Gordon Nutt

Personal information
- Date of birth: 8 November 1932
- Place of birth: South Yardley, England
- Date of death: 25 February 2014 (aged 81)
- Place of death: Tasmania, Australia
- Position: Winger

Youth career
- Sheldon Town

Senior career*
- Years: Team / Apps / (Gls)
- 1951–1954: Coventry City / 76 / (11)
- 1954–1955: Cardiff City / 17 / (4)
- 1955–1960: Arsenal / 49 / (10)
- 1960–1961: Southend United / 16 / (2)
- 1961–1962: PSV / 31 / (5)
- 1965: Sydney Croatia
- 1968–1969: Manly-Warringah
- Total:  / 158 / (27)

Managerial career
- 1966: Sydney Croatia
- 1969: Manly Warringah (Assistant)

= Gordon Nutt =

English footballer

Gordon Nutt (8 November 1932 – 25 February 2014) was an English professional footballer who played as a winger. Nutt played in the Football League for Coventry City, Cardiff City, Arsenal and Southend United, in the Netherlands for PSV Eindhoven, and in Australia for Sydney Croatia and Manly-Warringah.

==Career==

===Playing career===
Born in South Yardley, Nutt played youth football for Sheldon Town. He then went on to Coventry City in 1951, scoring 11 goals in 76 appearances over the next three seasons. In 1954 he signed for Cardiff City, where he spent one season, making 17 appearances. In 1955 he signed for Arsenal. Nutt spent a total of 5 seasons with the club, scoring 10 goals in 51 appearances.
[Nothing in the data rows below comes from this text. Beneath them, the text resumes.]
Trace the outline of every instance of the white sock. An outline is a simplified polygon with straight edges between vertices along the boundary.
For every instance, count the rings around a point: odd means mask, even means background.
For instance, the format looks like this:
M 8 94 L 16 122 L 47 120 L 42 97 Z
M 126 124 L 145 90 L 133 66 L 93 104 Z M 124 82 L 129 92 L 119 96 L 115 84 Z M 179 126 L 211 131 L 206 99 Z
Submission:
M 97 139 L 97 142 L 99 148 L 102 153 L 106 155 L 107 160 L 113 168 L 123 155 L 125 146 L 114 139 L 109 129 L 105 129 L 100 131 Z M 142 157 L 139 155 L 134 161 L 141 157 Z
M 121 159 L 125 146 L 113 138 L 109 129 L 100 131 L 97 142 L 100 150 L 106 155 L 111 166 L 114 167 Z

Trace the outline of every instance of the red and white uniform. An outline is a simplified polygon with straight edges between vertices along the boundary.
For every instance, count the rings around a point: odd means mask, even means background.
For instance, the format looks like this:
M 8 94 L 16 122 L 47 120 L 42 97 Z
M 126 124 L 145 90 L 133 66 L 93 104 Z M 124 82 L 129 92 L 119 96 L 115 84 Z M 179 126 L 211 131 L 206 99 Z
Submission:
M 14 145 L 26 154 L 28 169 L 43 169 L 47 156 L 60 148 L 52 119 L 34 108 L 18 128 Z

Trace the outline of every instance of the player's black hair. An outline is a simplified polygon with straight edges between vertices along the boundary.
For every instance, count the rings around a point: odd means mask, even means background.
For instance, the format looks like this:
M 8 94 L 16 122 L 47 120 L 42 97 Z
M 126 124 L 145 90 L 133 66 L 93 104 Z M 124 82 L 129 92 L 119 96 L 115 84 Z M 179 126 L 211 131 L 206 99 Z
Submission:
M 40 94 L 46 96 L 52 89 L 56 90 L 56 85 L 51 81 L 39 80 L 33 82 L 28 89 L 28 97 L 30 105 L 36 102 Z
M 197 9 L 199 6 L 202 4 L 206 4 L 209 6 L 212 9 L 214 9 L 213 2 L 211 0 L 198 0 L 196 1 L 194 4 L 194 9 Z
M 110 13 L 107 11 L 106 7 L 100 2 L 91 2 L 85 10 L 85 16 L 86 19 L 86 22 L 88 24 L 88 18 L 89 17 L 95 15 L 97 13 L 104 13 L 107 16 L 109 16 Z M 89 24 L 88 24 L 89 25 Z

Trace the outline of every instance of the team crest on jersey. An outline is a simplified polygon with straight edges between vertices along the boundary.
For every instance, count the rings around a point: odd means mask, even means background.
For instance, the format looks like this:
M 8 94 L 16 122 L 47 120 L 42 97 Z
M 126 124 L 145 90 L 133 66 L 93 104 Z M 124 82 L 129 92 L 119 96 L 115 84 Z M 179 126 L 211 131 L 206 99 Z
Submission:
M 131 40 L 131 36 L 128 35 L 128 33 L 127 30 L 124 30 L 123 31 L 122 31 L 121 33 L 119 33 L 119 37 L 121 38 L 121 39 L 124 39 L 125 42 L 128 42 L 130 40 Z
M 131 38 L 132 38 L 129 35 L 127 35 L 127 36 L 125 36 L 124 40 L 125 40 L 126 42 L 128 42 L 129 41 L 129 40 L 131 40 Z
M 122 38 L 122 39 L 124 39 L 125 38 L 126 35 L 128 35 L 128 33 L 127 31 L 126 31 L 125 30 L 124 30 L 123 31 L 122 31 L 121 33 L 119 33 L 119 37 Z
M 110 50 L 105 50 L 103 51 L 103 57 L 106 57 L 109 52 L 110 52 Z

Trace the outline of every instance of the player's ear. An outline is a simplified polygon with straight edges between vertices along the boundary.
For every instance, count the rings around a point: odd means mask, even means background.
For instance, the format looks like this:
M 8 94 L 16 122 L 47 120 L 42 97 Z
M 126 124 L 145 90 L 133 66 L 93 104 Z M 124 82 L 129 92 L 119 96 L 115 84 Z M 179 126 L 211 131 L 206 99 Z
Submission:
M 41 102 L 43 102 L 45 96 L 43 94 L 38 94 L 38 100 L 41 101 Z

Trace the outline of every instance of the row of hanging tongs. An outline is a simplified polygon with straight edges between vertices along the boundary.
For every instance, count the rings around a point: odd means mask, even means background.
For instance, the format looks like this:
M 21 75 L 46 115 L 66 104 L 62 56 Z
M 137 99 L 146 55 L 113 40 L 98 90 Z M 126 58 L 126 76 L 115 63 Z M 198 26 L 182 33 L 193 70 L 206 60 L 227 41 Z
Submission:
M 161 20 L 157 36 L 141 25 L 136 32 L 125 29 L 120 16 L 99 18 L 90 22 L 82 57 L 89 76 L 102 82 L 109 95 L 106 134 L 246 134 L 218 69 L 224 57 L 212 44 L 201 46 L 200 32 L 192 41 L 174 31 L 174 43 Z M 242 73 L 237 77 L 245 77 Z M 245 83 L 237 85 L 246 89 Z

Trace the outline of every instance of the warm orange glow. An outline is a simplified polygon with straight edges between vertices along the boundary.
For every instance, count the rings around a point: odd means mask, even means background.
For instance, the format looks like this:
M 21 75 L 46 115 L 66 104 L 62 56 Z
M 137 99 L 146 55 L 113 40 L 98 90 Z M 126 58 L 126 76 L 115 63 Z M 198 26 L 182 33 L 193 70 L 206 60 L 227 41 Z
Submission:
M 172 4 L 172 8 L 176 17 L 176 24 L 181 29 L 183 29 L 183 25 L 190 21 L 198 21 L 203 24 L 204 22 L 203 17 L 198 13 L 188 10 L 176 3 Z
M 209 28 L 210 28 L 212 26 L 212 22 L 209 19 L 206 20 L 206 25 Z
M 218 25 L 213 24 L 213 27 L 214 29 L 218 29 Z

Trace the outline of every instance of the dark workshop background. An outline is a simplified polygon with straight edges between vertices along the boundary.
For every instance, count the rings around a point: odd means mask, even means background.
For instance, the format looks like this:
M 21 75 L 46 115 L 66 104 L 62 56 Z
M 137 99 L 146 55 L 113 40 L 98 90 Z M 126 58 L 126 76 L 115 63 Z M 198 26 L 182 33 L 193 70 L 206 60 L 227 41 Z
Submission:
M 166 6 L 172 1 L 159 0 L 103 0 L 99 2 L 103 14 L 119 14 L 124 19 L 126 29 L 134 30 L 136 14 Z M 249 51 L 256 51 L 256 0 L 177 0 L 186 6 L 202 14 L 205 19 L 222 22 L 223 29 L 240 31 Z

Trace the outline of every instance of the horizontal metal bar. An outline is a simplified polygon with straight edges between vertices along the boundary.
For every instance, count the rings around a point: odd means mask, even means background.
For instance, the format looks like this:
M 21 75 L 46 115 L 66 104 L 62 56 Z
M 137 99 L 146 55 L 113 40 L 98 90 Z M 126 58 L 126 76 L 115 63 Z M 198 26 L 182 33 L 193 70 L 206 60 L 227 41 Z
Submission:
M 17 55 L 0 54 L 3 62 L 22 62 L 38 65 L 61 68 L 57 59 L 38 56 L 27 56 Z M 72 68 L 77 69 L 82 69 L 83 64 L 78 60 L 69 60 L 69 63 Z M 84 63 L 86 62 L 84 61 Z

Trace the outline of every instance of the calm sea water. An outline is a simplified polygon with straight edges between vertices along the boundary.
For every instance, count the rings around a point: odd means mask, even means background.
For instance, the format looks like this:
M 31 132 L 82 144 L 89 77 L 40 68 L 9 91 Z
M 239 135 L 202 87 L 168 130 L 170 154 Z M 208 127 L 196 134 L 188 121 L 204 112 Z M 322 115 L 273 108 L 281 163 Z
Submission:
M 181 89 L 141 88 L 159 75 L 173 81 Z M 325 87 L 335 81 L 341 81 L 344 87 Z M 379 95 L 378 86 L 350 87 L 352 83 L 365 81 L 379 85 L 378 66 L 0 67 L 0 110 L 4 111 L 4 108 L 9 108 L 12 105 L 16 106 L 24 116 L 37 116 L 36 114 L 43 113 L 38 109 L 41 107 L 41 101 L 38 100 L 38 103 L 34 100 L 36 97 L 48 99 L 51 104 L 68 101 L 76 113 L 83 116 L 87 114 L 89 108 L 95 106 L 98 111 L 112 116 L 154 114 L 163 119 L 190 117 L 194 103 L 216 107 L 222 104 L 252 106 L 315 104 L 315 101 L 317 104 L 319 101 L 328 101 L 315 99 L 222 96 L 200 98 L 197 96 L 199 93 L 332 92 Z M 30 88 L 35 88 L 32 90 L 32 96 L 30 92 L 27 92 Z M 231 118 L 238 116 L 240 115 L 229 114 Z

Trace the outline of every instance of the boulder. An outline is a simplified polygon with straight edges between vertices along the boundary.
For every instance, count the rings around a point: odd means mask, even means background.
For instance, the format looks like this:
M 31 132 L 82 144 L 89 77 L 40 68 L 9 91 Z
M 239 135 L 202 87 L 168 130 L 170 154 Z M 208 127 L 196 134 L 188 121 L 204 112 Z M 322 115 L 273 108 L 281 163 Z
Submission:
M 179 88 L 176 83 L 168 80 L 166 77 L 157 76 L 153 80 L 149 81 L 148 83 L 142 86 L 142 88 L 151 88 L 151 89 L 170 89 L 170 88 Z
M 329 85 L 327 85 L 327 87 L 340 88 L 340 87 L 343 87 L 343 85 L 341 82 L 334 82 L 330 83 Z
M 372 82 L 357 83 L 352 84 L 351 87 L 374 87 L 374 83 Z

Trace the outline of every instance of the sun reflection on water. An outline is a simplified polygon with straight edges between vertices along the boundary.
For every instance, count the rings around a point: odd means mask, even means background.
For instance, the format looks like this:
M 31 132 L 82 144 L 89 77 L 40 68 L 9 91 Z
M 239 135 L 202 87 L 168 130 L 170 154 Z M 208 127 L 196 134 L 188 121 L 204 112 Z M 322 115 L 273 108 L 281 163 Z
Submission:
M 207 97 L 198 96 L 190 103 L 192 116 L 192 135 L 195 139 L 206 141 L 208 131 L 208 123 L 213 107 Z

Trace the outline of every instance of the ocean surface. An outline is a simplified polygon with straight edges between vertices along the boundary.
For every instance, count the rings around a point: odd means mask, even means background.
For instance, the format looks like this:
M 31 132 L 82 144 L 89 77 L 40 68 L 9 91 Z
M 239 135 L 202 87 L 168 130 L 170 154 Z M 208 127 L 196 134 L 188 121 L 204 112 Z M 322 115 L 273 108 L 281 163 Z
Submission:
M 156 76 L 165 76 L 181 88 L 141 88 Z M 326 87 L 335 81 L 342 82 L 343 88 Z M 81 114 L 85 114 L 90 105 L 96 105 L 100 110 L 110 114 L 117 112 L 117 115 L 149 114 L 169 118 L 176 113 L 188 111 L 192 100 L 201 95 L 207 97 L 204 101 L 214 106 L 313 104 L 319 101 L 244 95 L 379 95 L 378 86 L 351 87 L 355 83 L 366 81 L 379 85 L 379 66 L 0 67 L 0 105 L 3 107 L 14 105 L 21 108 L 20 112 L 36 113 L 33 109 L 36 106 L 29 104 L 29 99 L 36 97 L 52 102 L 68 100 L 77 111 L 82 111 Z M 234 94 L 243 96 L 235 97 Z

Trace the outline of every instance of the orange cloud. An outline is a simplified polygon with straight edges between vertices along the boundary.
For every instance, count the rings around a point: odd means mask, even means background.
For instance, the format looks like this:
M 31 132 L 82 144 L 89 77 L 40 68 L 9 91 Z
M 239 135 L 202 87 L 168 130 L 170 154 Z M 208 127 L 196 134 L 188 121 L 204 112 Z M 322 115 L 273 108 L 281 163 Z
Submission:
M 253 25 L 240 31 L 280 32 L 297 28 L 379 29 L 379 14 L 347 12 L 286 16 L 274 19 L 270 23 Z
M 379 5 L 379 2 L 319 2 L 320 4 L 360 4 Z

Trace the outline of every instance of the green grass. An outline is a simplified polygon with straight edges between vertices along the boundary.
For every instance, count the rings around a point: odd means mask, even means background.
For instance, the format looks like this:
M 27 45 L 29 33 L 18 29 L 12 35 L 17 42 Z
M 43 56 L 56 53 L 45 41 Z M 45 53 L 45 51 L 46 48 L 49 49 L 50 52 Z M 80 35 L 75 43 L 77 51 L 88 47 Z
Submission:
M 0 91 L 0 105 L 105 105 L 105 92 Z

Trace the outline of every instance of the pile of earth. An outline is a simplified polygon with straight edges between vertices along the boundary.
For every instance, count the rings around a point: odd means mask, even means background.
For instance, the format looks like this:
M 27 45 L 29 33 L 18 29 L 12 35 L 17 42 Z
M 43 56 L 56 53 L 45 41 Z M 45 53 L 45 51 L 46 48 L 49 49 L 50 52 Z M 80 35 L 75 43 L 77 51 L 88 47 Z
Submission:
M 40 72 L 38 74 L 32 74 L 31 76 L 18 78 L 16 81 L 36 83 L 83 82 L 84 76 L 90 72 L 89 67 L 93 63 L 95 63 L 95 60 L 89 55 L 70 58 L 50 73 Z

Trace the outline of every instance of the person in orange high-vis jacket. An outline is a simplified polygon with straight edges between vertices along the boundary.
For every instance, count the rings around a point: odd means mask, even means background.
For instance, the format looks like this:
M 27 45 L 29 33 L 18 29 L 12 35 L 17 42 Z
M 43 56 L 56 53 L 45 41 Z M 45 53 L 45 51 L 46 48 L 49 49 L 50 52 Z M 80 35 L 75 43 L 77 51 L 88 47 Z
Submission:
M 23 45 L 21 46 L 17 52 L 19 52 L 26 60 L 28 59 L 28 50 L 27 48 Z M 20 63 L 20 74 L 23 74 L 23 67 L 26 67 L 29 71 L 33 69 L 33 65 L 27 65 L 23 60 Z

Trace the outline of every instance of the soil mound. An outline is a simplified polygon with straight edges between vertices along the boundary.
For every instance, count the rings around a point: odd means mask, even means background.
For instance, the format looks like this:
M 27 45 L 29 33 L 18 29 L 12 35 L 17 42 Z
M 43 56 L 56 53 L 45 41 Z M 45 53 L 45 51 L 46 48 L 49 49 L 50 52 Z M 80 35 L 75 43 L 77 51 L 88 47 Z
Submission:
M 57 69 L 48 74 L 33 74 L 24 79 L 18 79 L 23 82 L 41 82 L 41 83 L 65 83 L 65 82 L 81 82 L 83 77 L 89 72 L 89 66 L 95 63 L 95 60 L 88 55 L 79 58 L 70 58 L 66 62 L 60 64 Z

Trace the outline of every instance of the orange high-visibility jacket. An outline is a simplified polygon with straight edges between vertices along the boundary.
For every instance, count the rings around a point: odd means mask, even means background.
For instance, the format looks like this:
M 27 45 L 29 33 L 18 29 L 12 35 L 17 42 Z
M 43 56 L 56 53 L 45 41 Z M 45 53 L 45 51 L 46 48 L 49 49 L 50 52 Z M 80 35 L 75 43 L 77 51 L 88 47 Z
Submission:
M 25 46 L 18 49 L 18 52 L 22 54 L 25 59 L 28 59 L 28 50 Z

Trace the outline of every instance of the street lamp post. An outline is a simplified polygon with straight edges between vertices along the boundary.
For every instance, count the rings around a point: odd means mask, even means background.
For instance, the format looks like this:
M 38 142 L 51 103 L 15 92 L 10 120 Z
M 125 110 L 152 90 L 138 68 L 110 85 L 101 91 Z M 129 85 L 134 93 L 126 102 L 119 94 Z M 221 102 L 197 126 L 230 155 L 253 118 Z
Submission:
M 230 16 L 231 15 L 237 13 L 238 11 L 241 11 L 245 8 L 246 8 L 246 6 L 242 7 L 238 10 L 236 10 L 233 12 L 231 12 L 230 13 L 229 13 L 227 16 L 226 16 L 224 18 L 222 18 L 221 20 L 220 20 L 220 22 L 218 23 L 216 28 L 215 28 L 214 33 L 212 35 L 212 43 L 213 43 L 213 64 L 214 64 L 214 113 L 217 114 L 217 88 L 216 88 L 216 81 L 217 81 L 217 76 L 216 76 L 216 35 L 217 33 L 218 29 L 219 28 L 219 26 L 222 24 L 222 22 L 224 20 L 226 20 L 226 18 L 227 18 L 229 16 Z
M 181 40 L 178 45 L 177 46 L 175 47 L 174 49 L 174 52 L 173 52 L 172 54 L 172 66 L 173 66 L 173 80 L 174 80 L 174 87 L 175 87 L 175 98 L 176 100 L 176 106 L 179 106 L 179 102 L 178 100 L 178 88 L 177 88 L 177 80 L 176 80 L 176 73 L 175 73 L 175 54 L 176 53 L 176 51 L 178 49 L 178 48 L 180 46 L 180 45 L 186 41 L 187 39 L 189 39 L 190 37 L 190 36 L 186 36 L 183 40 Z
After leaving Arsenal, Nutt joined Southend United, and then Dutch club PSV, where he spent one season, scoring 5 goals in 31 appearances. He later played for Australian clubs Sydney Croatia and Manly United FC all in all.

===Coaching career===
Nutt was also a coach at Sydney Croatia in 1966 and an assistant coach at Manly-Warringah in 1969.

==Later life and death==
Nutt died on 25 February 2014, in Tasmania, at the age of 81.